While the return of Cubs baseball will bring revenue relief, life won’t fully return to normal for the stadium-adjacent establishments this year. Iowa will be hosting only 60 home games this summer instead of the originally planned 71, with capacity limits currently restricting the team to a maximum of just 3,000 fans per night.
It’s a far cry from the 10,000 Cubs supporters who populate the area for Friday and Saturday night games. Yet it represents much-needed baseball business for restaurants that lost so much last year.
This boost is a point of pride for an Iowa Cubs team that views itself as an important driver of Des Moines’ economic growth.

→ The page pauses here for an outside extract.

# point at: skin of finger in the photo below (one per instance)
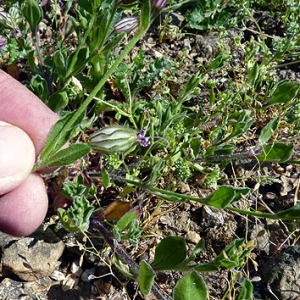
(24, 208)
(20, 107)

“We’ve seen a big resurgence and change in the neighborhood in the last 10 years,” said Cubs president and general manager Sam Bernabe. “There were probably, at best, 1,000 people living in downtown Des Moines 10 years ago. Now, there’s over 20,000 people. Soon, there will be as many as 30,000 people within a five-minute walk of the ballpark. We feel like we’ve been part of that for a long time.”
Though several nearby restaurants anticipate a much busier summer thanks to the Cubs, the initial surge in business hasn’t arrived just yet. Sales will heat up with the weather.
“We (had games) this week, but the weather turned cold, so the business kind of dropped off,” said Jeff Bruning, owner of El Bait Shop. “If it’s cold outside, people aren’t going to sit at a baseball game. If it’s 80 degrees out, a nice, sunny day, we’ll probably be very full.”
The warmup will come, and with it a boost in Cubs fans around the stadium. The people who run the nearby restaurants hope to remind fans why they offer the ideal place to visit before the game.
“We want people that go to those Cubs games to come here first,” McCuen said of Mullets. “It’s a really fun place to hang out and have a beer before you go and pay $8 for one.”